2 cups radishes, trimmed and halved (or whole, if tiny, or quartered, if large)
1 bundle asparagus, trimmed and sliced into 1-inch pieces
olive oil, to taste
salt, to taste
1/2 cup quinoa
1 tablespoon grainy mustard
juice of 1/2 lemon, plus additional wedges for serving
2 cups baby greens (such as baby arugula, spinach or kale)

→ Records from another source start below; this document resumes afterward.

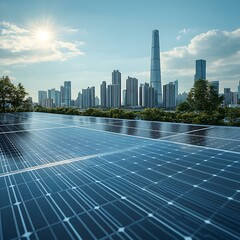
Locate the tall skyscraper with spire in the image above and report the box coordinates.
[150,30,162,107]
[194,59,206,82]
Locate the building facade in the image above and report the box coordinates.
[100,81,107,108]
[150,30,162,107]
[112,70,121,108]
[126,77,138,107]
[194,59,206,82]
[38,91,47,107]
[163,82,176,109]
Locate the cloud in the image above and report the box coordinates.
[161,28,240,91]
[176,28,196,41]
[0,21,84,65]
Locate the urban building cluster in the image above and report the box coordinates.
[38,30,240,109]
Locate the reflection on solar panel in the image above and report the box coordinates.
[0,113,240,240]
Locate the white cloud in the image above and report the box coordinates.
[161,28,240,91]
[176,35,182,41]
[0,21,83,65]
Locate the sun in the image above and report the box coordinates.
[35,29,52,43]
[36,30,50,42]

1/2 cup chopped cucumber, optional
crumbled feta, to taste
Preheat the oven to 425 and line a baking sheet with parchment paper. Spread the sliced radishes and asparagus on the prepared baking sheet; drizzle with some olive oil (about a tablespoon), and sprinkle on a couple pinches of salt and a big pinch of red pepper flakes. Toss to coat. Roast the vegetables for 10-15 minutes, until blistered and browned in spots. Set aside.
Meanwhile, in a large saucepan, combine quinoa, 1 cup of water, and a healthy pinch of salt. Cover, bring to a boil, and reduce heat and simmer (with the lid on) until the liquid is absorbed—about 20 minutes. Set aside; keep covered.
Meanwhile, in the bottom of a large salad bowl, whisk the lemon juice into the mustard. Whisk in some olive oil (about a tablespoon). Add the baby greens, cucumber (optional), feta, roasted vegetables and cooked quinoa to the bowl with the dressing. Toss to combine. Serve, with lemon wedges (if desired).